According to the Agreement, 2400 Ogden Ave had the opportunity to reject or approve the transaction for a period of fifteen business days after April 9, 2020. On April 15, Colliers told SADA for the first time that 2400 Ogden Ave had not, as previously represented, executed the lease expansion with Arris. Colliers further represented that Arris accepted all terms of the lease expansion. The next day, on April 16, SADA instructed 2400 Ogden Ave not to execute the lease expansion without SADA’s involvement. On April 17, 2400 Ogden Ave sent its approval of the Agreement, triggering the release of the earnest money deposit pursuant to the Agreement. On May 15, 2020, the parties executed the Amendment which extended the closing date to May 26, 2020 and contained a release of claims provision. Section 2 of the Amendment, titled “Release of Claims” (“Release”), in relevant part, reads: Release of Claims. As a material part of the consideration for Seller’s execution of this Amendment, Buyer does hereby unconditionally, irrevocably and unequivocally:

. . .

(b) release and forever discharge Seller and its past, present, and future members, directors, managers, officers, employees, attorneys, advisers, consultants, servicers, representatives or agents (collectively, the “Released Parties”) from any and all existing claims, causes of action, suits, proceedings, demands, damages, costs and expenses of every kind whatsoever, whether known or unknown, arising from or relating to any alleged or actual act, omission, occurrence, or transaction prior to or the date of this Amendment (collectively, the “Claims and Liabilities”).
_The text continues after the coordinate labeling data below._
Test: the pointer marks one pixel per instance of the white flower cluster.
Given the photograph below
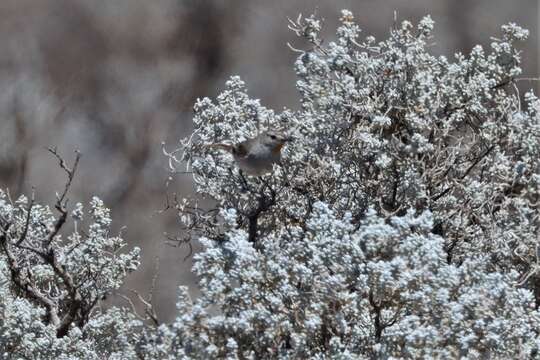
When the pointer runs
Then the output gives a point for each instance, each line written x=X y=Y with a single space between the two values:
x=51 y=287
x=402 y=221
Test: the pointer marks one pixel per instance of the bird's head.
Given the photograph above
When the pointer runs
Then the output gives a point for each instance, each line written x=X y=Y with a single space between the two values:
x=274 y=139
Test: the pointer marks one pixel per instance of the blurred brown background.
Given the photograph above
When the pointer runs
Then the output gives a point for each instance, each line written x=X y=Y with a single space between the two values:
x=116 y=78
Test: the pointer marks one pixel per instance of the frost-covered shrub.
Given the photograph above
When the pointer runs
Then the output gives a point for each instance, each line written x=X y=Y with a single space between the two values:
x=52 y=285
x=402 y=221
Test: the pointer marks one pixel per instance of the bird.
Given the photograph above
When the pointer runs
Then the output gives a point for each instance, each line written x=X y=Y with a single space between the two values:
x=256 y=156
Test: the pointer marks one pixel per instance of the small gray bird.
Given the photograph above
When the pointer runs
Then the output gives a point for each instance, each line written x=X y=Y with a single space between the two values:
x=257 y=156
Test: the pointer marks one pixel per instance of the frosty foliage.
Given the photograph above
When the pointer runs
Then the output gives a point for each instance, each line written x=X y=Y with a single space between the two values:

Doc. 18-1 § 2 (emphasis omitted).

On May 18, 2020, SADA communicated to Arris that it “accepted all terms of the deal” for the lease expansion. Doc. 1-1 at 10. On May 21, Arris advised SADA that it would not sign the lease expansion. The same day, SADA sought 2400 Ogden Ave’s assistance in executing the lease expansion and postponing the closing to do so. 2400 Ogden Ave refused to assist and asserted that, in response to SADA’s request on April 16, 2020, 2400 Ogden Ave “halted discussions” with Arris pending closing of the sale. Id. On May 22, SADA again asked for 2400 Ogden Ave’s assistance in securing the lease expansion. On May 26, 2400 Ogden Ave again refused assistance. In response, SADA demanded return of the earnest money deposit. On May 29, 2400 Ogden Ave advised it would retain the earnest money. LEGAL STANDARD A motion to dismiss under Rule 12(b)(6) challenges the sufficiency of the complaint, not its merits. Fed. R. Civ. P.